After its latest deal, could JD Sports be the next FTSE 100 company to move to the US?
A decision by JD Sports to pick up an American listed retailer will increase North America’s share of group sales from approximately 32 per cent to approximately 40 per cent.
A decision by JD Sports to pick up another New York-listed retailer has sparked analyst interest.
The Manchester-based business said it would pay £878m for Hibbett, an Alabama-headquartered ‘fashion inspired’ retailer with stores in 36 states across the States.
When the deal is completed, the firm has estimated the combined revenue of JD and Hibbett in North America would be approximately £4.7bn.
Some 40 per cent of group sales will also come from the North American market, up from 32 per cent today.
Investors in London—where the brand is listed—responded positively to the news, with shares in JD Sports rising close to six per cent when the market opened.

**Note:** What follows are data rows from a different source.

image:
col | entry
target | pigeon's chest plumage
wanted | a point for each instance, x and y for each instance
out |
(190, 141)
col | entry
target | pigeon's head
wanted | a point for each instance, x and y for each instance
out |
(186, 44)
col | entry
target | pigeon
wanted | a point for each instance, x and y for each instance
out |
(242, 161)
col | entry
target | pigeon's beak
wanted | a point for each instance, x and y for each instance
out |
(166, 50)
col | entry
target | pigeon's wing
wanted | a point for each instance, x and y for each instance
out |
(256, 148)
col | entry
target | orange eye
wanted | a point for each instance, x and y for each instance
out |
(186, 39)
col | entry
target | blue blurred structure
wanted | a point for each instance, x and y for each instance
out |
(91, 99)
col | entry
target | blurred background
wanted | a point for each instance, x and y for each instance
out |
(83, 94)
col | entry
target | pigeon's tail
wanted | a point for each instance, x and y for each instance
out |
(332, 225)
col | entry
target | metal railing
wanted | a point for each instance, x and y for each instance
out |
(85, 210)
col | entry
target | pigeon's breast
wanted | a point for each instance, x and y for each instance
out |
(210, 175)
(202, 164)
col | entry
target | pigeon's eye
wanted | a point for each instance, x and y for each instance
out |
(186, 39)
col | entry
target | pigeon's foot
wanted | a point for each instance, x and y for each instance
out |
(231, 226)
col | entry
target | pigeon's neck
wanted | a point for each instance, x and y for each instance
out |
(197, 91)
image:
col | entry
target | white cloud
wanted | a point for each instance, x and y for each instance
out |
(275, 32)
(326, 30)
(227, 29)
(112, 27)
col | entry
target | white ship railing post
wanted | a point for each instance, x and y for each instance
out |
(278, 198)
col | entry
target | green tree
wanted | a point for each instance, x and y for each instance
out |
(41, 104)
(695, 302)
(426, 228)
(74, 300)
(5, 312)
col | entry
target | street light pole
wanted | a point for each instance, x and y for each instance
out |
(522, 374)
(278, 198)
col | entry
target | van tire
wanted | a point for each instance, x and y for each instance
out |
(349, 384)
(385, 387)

The move was a rare example of a London-listed company poaching from US markets.
Tuesday’s decision is part of the FTSE 100 giant’s aggressive regional expansion plan. It has laid out a plan to open 700 own-brand stores during the next four years.
When the deal is completed, currently set for the second quarter of the year, JD will have added 1,169 more shops selling trendy shoes and sportswear to its portfolio.
The British firm already has over 200 sites in the region and also acquired rival brands in the market such as Finish Line, which has circa 600 stores and concessions.
But could JD consider a move to the US after bulking up its presence in the region?
A shift to the US
Just last week, it was revealed a shareholder in retailer Ocado had asked the company about moving its listing to New York to try and wake up its valuation.
Only 23 companies listed on the LSE last year, while travel giant Tui, gambling group Flutter, and construction materials group CRH bid farewell to the bourse.
Clive Black, director at Shore Black, said he “wouldn’t really criticise” JD Sports if they had the thought about possibly moving stateside.
“There is no suggestion or indication yet that this is what their plans are although from a valuation perspective JD Sports is lowly valued in terms of price earnings ratio on the London Stock Exchange,” he told City A.M.
“Whether it would lead to an automatic rewriting though is the devil in the detail. That’s what any sort of sensible thinking [firm] needs to embody.”
JD becomes a global retail powerhouse
Growing its presence in the USA has always been part of Schlutz’s plan to become a global retail ‘powerhouse’. Its British market is mature and established so the goal was always to turn to new opportunities.
In order to de-list, they would also have to win the approval of the billionaire Rubin family, which has a majority share in the company via its wholesale business, Pentland Group.
Kate Calvert analyst at Investec told City A.M. that the move is unlikely, but you should “never say never”.
“The UK markets are mature, so it’s all about expansion in the US and also in Europe, mainland Europe. They’ve been quite clear and consistent that that’s where their future growth is going to come from,” she said.
JD Sports’ share price has skyrocketed by over 500 per cent in the past decade, but shares have lost around a fifth of their value so far this year.
JD Sports, which has been promoted by rappers such as Central Cee and Stormzy, had a rocky start to the year.
The profit warning wiped £1.8bn of its market value.
Since then, the business has said the year ahead it still expected to be “challenging,” blaming slow innovation at Nike for a sales slump.
Profits for the year will be between £915m to £935m, someway short of the £1bn it had previously hoped for.
However, the business is still held in high regard and has been one of the big winners in retail over the past few years.
City A.M. has approached JD Sports for comment.